Family First: Discharge without conviction for domestic violence sends 'dangerous message'

Stuff 11 June 2018
Family First Comment: If we’re saying “It’s not OK”, then serious violence like this should not be ignored or decriminalised! 

A families advocate and an anti-violence campaigner have spoken out against a court’s refusal to review a decision to grant a man who seriously injured his wife a discharge without conviction.

Family First national director Bob McCoskrie and Taranaki Safe Families Trust acting co-ordinator Mary Beaumont are speaking out after last week’s High Court ruling to refuse to grant leave for police to appeal against a district court decision to grant Wilfred Lawrence DSouza a discharge without conviction for a violent assault he meted out to his wife with an electrical cord.
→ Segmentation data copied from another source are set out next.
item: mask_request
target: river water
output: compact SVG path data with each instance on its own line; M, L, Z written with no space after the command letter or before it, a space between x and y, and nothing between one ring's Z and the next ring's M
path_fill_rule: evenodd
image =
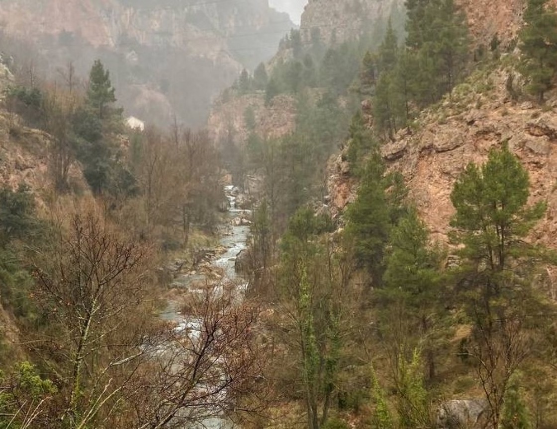
M229 208L219 228L221 237L219 244L226 250L210 262L212 267L216 269L211 271L219 273L221 278L216 280L209 279L199 273L182 274L176 279L174 285L184 288L189 292L203 293L203 289L198 285L204 285L210 282L217 285L217 288L223 288L225 284L233 284L237 289L236 292L239 293L238 295L242 297L247 286L245 281L236 274L235 265L238 254L246 248L250 232L249 226L241 224L242 223L238 221L249 217L251 212L237 208L236 195L239 192L237 188L227 186L224 188L224 192ZM189 334L194 336L196 331L198 332L201 329L199 319L181 314L179 308L179 303L170 302L160 317L164 320L176 323L177 331L188 332ZM218 416L205 419L197 425L199 429L229 429L232 427L233 425L229 420Z

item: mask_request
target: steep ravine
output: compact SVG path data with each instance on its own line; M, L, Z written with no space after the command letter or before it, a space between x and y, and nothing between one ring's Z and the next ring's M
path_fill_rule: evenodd
M183 294L206 293L207 285L215 288L217 293L222 293L224 287L231 284L234 288L233 293L238 299L243 298L247 284L237 274L235 263L238 254L247 246L250 227L245 218L249 216L251 212L236 207L239 192L237 188L227 186L224 191L229 208L220 225L222 236L219 243L220 246L225 249L224 252L216 255L209 262L209 267L204 272L183 274L177 277L173 285ZM175 323L177 332L184 333L190 338L194 338L201 332L200 319L181 312L178 301L169 301L160 317L165 320ZM198 426L207 429L228 429L232 425L226 418L216 415L203 420Z

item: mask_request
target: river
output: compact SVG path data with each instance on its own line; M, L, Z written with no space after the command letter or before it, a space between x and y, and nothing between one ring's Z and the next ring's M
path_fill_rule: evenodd
M204 289L199 285L211 283L217 285L217 288L223 288L223 285L233 284L236 288L238 296L242 297L245 292L247 283L238 276L235 269L236 260L238 254L247 246L250 226L247 223L239 221L245 219L251 215L250 210L242 210L236 206L237 196L239 193L237 188L233 186L224 188L226 198L228 200L229 209L226 212L222 224L219 228L221 239L219 244L225 249L225 252L215 257L210 261L210 265L214 268L211 272L219 273L220 278L208 278L199 273L180 274L174 282L177 287L184 288L190 293L203 293ZM167 309L160 316L164 320L176 323L176 331L188 331L195 335L196 331L199 331L199 319L194 317L181 314L179 312L179 303L175 301L168 303ZM206 418L199 422L197 427L207 429L229 429L233 427L232 423L228 420L218 416ZM186 428L184 428L186 429ZM191 429L188 427L188 429Z

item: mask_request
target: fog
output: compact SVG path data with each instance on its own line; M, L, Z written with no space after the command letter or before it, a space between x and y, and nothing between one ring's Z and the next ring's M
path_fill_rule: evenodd
M307 4L307 0L269 0L269 4L272 7L286 12L290 16L290 19L298 24L304 8Z

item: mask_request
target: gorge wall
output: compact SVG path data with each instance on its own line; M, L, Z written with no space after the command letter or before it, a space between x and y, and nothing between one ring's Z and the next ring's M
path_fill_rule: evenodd
M202 125L212 100L294 26L267 0L5 0L0 22L38 51L28 60L47 78L70 61L86 76L100 58L129 114L188 125Z

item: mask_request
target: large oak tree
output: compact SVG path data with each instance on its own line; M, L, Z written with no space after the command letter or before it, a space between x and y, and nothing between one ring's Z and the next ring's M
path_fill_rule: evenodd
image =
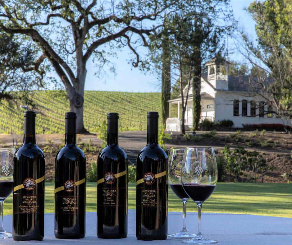
M26 70L41 72L40 65L49 61L65 86L70 111L78 115L81 133L86 132L83 105L89 60L94 59L102 68L110 61L105 45L108 50L127 46L136 58L132 64L137 66L141 61L133 44L139 39L147 45L147 36L177 2L0 0L0 28L25 35L38 44L39 56Z

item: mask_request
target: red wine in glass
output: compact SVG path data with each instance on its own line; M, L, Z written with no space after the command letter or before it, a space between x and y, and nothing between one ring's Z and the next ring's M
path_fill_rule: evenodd
M185 193L181 184L170 184L171 190L180 199L189 199L189 197Z
M13 181L0 180L0 199L5 199L12 192Z
M184 189L180 179L180 170L184 152L185 149L172 149L169 155L168 184L173 193L181 199L183 203L183 228L179 232L168 235L169 237L173 238L191 238L196 235L189 232L186 227L187 202L189 197Z
M198 210L198 234L192 239L183 241L183 243L217 243L217 241L204 237L201 227L202 204L214 191L218 179L218 172L214 149L212 147L185 148L180 175L184 189L197 204Z

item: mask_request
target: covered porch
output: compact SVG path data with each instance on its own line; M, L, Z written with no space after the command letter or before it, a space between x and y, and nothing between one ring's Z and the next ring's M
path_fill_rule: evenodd
M214 98L206 93L201 94L201 112L199 122L205 119L213 121L215 116L214 107ZM186 96L185 98L186 98ZM168 118L166 122L166 129L168 131L175 132L181 131L181 98L179 97L168 100L169 103ZM171 105L177 104L177 117L171 117ZM193 126L193 96L189 96L188 99L185 114L185 127L186 130L189 130Z

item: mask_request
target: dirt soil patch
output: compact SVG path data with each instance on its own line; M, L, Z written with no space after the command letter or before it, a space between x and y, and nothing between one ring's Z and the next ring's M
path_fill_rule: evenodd
M119 134L120 145L129 156L131 154L136 156L138 153L146 145L146 131L122 132ZM281 175L286 173L289 175L288 179L292 183L292 134L279 132L198 132L195 137L192 138L191 133L186 136L179 133L174 133L171 140L168 140L166 146L168 149L172 147L184 147L187 146L213 147L216 155L220 153L226 145L231 148L241 145L249 150L257 150L262 153L266 159L268 166L272 165L275 169L268 171L264 174L264 183L285 183L287 182ZM55 159L57 152L63 145L62 141L64 134L38 135L37 144L44 151L46 158L46 180L51 182L54 178ZM96 134L78 135L78 143L83 144L80 148L83 150L86 158L87 168L90 162L96 162L97 157L101 149L101 141ZM23 135L0 135L0 147L11 147L12 139L17 146L22 144ZM90 148L88 144L90 142ZM131 151L132 151L131 152ZM257 179L262 182L261 178Z
M264 183L285 183L292 182L292 134L284 132L258 131L198 132L194 136L191 133L186 136L182 135L172 136L167 146L180 145L214 147L216 155L223 157L221 151L226 145L234 148L239 145L250 151L261 152L267 160L268 166L273 165L274 169L264 173ZM284 179L281 175L289 175ZM262 182L259 176L257 181Z

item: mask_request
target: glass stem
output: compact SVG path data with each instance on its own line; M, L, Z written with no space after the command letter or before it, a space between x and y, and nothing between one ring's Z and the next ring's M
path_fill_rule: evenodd
M187 232L188 230L187 230L186 227L185 222L185 213L187 210L187 202L188 201L188 199L184 200L182 199L181 201L183 202L183 229L181 229L180 232Z
M0 200L0 233L5 232L3 228L3 203L4 200Z
M202 203L197 203L198 206L198 237L203 237L201 231L201 215L202 209Z

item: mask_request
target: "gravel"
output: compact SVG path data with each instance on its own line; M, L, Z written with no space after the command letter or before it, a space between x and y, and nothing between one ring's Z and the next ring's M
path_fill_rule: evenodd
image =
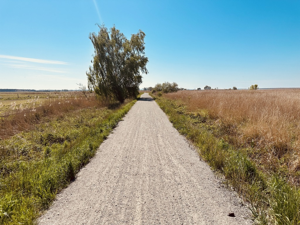
M249 215L145 93L39 224L250 224Z

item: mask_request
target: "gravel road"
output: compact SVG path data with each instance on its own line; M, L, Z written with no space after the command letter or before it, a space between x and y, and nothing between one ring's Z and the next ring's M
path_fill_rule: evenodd
M240 202L145 93L39 224L251 224Z

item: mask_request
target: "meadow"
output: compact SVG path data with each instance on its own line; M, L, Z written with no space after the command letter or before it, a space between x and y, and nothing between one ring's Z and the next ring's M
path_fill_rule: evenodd
M103 102L80 92L27 94L0 100L10 106L0 119L1 224L36 224L136 101Z
M257 224L300 222L300 90L155 95L179 132L249 202Z

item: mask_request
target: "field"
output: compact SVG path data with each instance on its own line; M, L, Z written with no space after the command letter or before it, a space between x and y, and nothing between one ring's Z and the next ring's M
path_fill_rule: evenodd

The victim was left with serious welts and bruising to her legs.

 “The discharge without any conviction being recorded for such a serious attack sends a dangerous message and sets a disturbing precedent,” McCoskrie said in a written statement.​

He said the law had to reinforce the “It’s Not OK”  message given to communities around the country and judicial decisions like this sent the “wrong message” to society.

“The finger is often pointed at communities to do more and speak up, but politicians and the legal system must also reflect the revulsion that NZ families have towards family violence of this nature,” he said.

In DSouza’s case, he had pleaded guilty to a charge of assaulting his wife with a blunt instrument after an incident at their home in April 2017, which began when he arrived home after a day out drinking and fishing with friends.

After he discovered his wife had locked herself in the bedroom, he  banged on the door – which broke the lock –  and then threatened to harm himself.

When his wife called him a “zero” he hit her with an open hand before picking up an electrical cord and striking the victim around the legs and hands.

At DSouza’s sentencing in March, he was discharged without conviction by New Plymouth District Court Judge Chris Sygrove.